Antioxidant effect of human placenta hydrolysate against oxidative stress on muscle atrophy

Sarcopenia, which refers to the muscle loss that accompanies aging, is a complex neuromuscular disorder with a clinically high prevalence and mortality. Despite many efforts to protect against muscle weakness and muscle atrophy, the incidence of sarcopenia and its related permanent disabilities continue to increase. In this study, we found that treatment with human placental hydrolysate (hPH) significantly increased the viability (approximately 15%) of H2O2-stimulated C2C12 cells. Additionally, while H2O2-stimulated cells showed irregular morphology, hPH treatment restored their morphology to that of cells cultured under normal conditions. We further showed that hPH treatment effectively inhibited H2O2-induced cell death. Reactive oxygen species (ROS) generation and Mstn expression induced by oxidative stress are closely associated with muscular dysfunction followed by atrophy.
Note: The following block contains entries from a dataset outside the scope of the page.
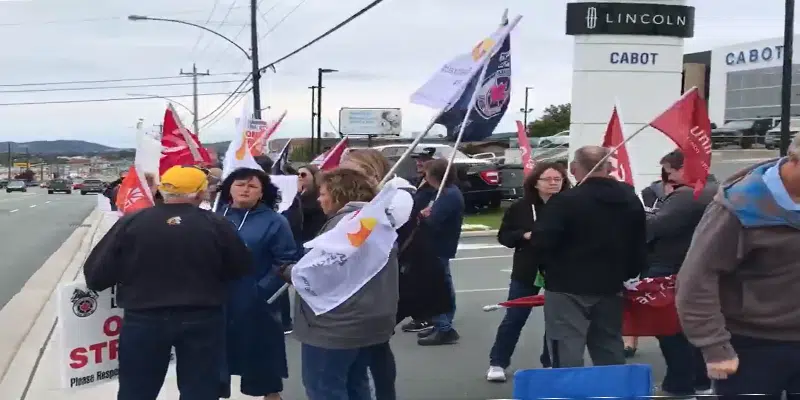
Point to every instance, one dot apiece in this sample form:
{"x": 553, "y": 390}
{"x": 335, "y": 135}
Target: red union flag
{"x": 686, "y": 123}
{"x": 620, "y": 162}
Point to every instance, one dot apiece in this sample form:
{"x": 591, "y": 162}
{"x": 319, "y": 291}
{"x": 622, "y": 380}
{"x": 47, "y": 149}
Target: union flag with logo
{"x": 133, "y": 194}
{"x": 492, "y": 97}
{"x": 614, "y": 139}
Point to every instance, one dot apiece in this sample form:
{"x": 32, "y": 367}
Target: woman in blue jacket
{"x": 255, "y": 341}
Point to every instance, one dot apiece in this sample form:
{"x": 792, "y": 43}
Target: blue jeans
{"x": 509, "y": 330}
{"x": 146, "y": 339}
{"x": 444, "y": 322}
{"x": 384, "y": 371}
{"x": 336, "y": 374}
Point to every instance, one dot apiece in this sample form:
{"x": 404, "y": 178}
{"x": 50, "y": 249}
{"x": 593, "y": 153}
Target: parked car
{"x": 59, "y": 185}
{"x": 772, "y": 140}
{"x": 92, "y": 186}
{"x": 744, "y": 133}
{"x": 16, "y": 186}
{"x": 479, "y": 180}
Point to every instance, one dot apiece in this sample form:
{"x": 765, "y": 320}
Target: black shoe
{"x": 439, "y": 338}
{"x": 416, "y": 326}
{"x": 426, "y": 332}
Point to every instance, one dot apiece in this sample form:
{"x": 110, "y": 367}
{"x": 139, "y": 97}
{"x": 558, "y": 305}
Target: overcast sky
{"x": 383, "y": 57}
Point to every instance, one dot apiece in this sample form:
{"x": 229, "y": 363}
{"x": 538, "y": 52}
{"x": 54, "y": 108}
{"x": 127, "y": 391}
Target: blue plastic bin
{"x": 618, "y": 381}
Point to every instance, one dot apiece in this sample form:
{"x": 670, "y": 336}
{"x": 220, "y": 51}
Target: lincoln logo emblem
{"x": 591, "y": 17}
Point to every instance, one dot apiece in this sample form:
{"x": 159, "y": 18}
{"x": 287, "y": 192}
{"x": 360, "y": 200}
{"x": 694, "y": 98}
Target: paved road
{"x": 34, "y": 225}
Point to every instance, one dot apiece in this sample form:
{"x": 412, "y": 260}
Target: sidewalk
{"x": 34, "y": 372}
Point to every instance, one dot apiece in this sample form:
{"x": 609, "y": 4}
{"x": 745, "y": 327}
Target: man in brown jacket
{"x": 735, "y": 289}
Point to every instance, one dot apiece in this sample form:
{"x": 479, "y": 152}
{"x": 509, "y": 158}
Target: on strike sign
{"x": 89, "y": 324}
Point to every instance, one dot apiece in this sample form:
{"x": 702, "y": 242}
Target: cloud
{"x": 382, "y": 57}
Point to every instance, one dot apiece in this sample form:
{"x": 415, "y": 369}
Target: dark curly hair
{"x": 529, "y": 184}
{"x": 270, "y": 195}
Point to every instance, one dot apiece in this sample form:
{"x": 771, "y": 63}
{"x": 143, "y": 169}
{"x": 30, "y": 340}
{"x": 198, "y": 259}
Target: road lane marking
{"x": 479, "y": 246}
{"x": 482, "y": 290}
{"x": 481, "y": 257}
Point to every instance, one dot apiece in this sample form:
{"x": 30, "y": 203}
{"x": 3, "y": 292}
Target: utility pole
{"x": 786, "y": 80}
{"x": 194, "y": 74}
{"x": 526, "y": 110}
{"x": 254, "y": 59}
{"x": 313, "y": 114}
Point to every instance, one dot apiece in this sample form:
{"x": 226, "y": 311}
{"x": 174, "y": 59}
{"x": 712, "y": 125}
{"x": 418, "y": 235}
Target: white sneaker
{"x": 496, "y": 374}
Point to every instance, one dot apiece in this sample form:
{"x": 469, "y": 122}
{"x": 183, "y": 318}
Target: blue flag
{"x": 491, "y": 103}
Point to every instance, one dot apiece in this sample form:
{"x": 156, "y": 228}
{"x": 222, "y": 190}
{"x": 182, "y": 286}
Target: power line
{"x": 156, "y": 78}
{"x": 202, "y": 33}
{"x": 77, "y": 89}
{"x": 284, "y": 18}
{"x": 96, "y": 19}
{"x": 296, "y": 51}
{"x": 104, "y": 100}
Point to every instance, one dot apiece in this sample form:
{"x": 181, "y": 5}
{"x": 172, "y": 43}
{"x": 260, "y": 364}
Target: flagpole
{"x": 463, "y": 126}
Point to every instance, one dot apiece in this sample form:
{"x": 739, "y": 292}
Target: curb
{"x": 487, "y": 233}
{"x": 22, "y": 314}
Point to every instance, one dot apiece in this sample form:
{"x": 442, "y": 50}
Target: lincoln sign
{"x": 630, "y": 19}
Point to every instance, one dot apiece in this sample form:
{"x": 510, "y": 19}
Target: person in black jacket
{"x": 545, "y": 180}
{"x": 172, "y": 265}
{"x": 589, "y": 242}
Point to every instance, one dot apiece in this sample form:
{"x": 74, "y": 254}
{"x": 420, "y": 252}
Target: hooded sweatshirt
{"x": 591, "y": 239}
{"x": 742, "y": 268}
{"x": 367, "y": 318}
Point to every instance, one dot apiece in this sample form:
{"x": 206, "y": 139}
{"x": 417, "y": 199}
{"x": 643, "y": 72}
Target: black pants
{"x": 686, "y": 369}
{"x": 146, "y": 340}
{"x": 765, "y": 367}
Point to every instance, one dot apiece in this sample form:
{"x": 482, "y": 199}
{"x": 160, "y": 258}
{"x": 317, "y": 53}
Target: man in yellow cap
{"x": 171, "y": 264}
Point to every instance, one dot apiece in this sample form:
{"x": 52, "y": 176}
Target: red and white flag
{"x": 686, "y": 123}
{"x": 525, "y": 146}
{"x": 133, "y": 194}
{"x": 334, "y": 156}
{"x": 178, "y": 145}
{"x": 614, "y": 139}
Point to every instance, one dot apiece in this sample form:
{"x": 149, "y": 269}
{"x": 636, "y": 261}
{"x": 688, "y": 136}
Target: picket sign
{"x": 89, "y": 323}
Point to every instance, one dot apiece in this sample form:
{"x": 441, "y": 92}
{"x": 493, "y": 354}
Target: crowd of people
{"x": 199, "y": 279}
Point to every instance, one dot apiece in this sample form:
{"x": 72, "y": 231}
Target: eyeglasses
{"x": 551, "y": 180}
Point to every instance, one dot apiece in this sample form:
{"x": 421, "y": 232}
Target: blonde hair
{"x": 371, "y": 162}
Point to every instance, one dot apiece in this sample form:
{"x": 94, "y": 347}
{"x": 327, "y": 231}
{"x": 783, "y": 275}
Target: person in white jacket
{"x": 373, "y": 164}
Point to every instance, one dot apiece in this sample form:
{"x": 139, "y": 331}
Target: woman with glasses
{"x": 255, "y": 339}
{"x": 313, "y": 216}
{"x": 546, "y": 180}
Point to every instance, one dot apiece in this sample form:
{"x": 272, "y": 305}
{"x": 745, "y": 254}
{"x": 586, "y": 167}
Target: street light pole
{"x": 320, "y": 71}
{"x": 254, "y": 59}
{"x": 786, "y": 79}
{"x": 194, "y": 74}
{"x": 313, "y": 113}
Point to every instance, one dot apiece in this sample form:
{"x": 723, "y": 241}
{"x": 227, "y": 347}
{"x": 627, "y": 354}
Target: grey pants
{"x": 574, "y": 323}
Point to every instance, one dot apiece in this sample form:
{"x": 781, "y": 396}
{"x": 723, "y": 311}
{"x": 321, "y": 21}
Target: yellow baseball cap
{"x": 183, "y": 180}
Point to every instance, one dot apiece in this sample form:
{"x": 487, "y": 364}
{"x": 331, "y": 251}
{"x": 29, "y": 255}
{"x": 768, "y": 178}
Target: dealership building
{"x": 742, "y": 81}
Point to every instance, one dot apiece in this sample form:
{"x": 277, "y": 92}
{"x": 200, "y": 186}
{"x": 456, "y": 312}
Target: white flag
{"x": 238, "y": 154}
{"x": 449, "y": 82}
{"x": 342, "y": 260}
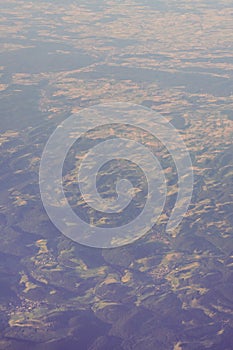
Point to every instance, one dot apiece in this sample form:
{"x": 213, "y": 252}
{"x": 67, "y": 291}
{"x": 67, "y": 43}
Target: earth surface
{"x": 164, "y": 291}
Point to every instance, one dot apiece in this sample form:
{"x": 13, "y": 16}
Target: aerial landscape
{"x": 164, "y": 290}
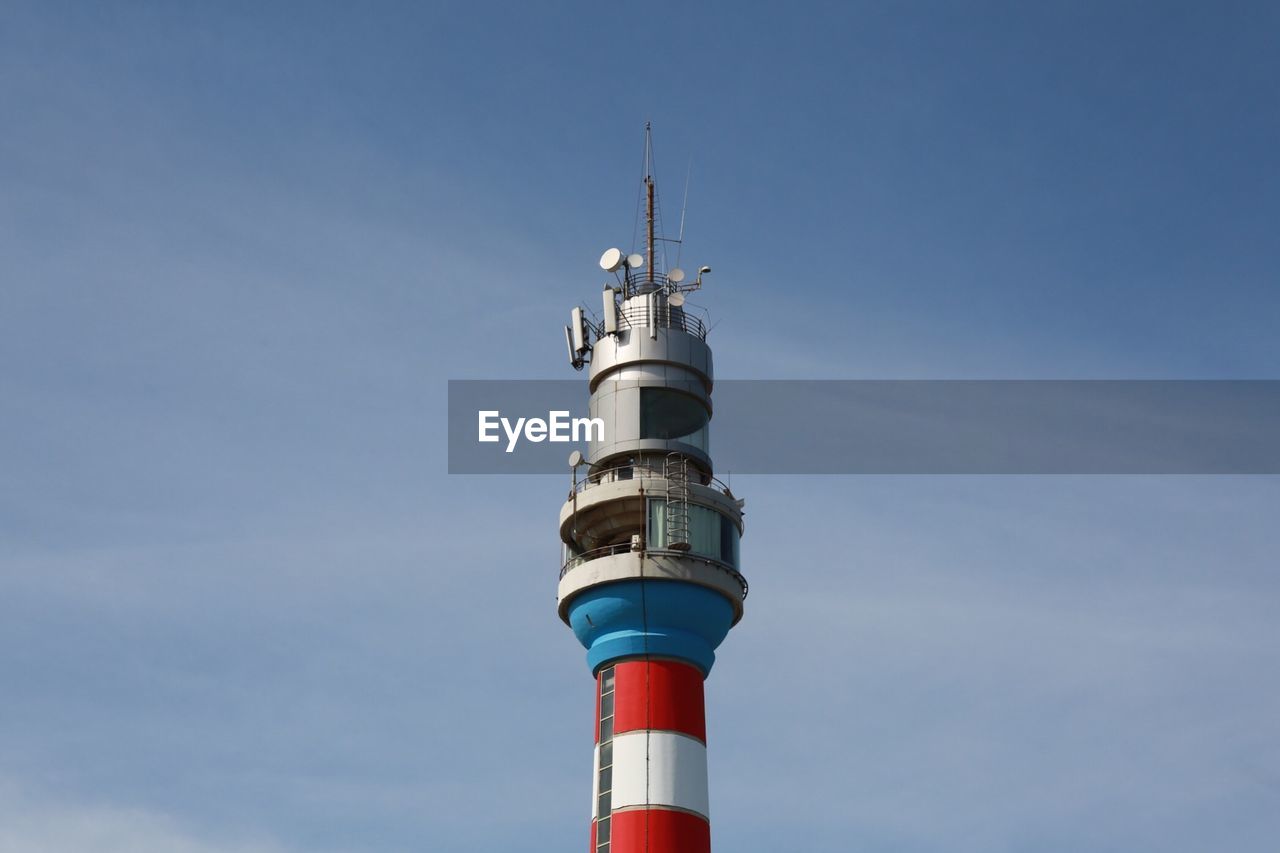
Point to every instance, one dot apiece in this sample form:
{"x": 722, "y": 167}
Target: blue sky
{"x": 242, "y": 606}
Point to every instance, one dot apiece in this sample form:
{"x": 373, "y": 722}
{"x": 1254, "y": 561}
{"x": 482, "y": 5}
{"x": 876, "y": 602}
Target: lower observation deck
{"x": 621, "y": 562}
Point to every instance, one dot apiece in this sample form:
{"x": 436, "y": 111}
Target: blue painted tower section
{"x": 650, "y": 619}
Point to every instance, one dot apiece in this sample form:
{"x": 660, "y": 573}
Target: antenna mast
{"x": 648, "y": 183}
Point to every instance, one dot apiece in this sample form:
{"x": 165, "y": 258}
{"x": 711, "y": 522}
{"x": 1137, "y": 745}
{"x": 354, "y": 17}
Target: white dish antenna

Exposure of C2C12 cells to H2O2 induced abundant production of intracellular ROS, mitochondrial superoxide, and mitochondrial dysfunction as well as myostatin expression via nuclear factor-kappa B (NF-kappa B) signaling; these effects were attenuated by hPH. Additionally, hPH decreased mitochondria fission-related gene expression (Drp1 and BNIP3) and increased mitochondria biogenesis via the Sirt1/AMPK/PGC-1 alpha pathway and autophagy regulation. In vivo studies revealed that hPH-mediated prevention of atrophy was achieved predominantly through regulation of myostatin and PGC-1 alpha expression and autophagy. Taken together, our findings indicate that hPH is potentially protective against muscle atrophy and oxidative cell death.